友人として、臣下として、セドリックがそう考えるのは自然なことだった。
「殿下がシオン様を帝国に招き、その上学費まで出すとなれば、エリス様は間違いなく喜んでくださいますよ」
とは言え、シオン本人が喜ぶかどうかは全く不明だが――と心の中で付け加えながら、セドリックはアレクシスに書類の束を差し出す。
主人の恋路は大いに気になるところだが、そろそろ仕事に戻ってもらわなければならない。
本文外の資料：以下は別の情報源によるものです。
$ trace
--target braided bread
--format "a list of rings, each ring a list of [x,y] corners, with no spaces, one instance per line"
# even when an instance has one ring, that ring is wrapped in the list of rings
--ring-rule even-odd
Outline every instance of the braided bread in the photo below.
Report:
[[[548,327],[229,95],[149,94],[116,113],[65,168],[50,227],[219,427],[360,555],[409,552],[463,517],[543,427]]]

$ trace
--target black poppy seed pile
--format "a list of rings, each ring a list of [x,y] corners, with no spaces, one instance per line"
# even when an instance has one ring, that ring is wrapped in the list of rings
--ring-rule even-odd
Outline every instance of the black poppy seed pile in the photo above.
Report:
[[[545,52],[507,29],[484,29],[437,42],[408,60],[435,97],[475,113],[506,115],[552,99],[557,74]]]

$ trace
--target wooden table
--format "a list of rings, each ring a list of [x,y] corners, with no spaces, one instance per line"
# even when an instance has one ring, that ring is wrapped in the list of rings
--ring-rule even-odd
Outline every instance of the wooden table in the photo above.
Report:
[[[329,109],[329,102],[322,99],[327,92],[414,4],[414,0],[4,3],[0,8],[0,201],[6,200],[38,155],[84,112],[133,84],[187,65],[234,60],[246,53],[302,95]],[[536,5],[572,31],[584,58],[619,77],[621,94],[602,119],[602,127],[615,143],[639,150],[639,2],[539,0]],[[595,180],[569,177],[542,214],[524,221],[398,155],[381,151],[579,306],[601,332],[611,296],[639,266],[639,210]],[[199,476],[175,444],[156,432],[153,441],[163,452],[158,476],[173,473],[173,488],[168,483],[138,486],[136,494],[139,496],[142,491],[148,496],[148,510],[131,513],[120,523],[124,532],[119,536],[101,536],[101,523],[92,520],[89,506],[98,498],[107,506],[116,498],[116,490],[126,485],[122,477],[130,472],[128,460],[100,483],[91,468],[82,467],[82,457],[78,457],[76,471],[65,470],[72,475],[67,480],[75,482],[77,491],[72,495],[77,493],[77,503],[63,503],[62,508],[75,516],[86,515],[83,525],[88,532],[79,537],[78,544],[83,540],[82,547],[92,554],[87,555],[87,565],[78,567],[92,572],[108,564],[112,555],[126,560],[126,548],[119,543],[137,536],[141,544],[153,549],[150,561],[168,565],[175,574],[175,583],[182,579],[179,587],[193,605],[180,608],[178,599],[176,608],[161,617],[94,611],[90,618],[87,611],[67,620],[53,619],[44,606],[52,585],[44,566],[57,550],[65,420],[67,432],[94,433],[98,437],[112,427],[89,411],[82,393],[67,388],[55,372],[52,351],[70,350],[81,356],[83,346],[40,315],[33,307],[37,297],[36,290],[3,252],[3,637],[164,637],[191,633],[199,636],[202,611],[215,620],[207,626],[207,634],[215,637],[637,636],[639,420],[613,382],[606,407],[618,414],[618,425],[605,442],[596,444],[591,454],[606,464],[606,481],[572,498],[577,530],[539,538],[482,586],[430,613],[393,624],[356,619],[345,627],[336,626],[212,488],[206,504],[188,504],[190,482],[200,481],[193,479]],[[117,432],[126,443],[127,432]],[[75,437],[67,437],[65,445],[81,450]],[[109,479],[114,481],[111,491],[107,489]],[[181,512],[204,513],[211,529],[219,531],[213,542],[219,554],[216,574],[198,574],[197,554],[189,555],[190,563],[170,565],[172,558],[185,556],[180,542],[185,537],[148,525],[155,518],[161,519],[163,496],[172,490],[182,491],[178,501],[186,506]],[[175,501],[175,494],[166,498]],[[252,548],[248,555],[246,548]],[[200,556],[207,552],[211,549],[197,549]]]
「ところで殿下、こちら頼まれていた建国祭当日の皇族方の移動ルートと、警備担当者の名簿リストです。ご確認を」
「ああ、そうだったな。まったく、舞踏会が済んだと思ったら次は建国祭か。毎年のこととはいえ面倒なことだ」
アレクシスは書類を受け取ると、煩わしげな顔で、それでも順に目を通していく。
――が、半分ほどチェックしたところで、なぜか手を止めてしまった。
「殿下?」
何か問題でもあったのだろうか。
そう思ってアレクシスの手元を覗き込むと、そこにはよく知った名前があり――。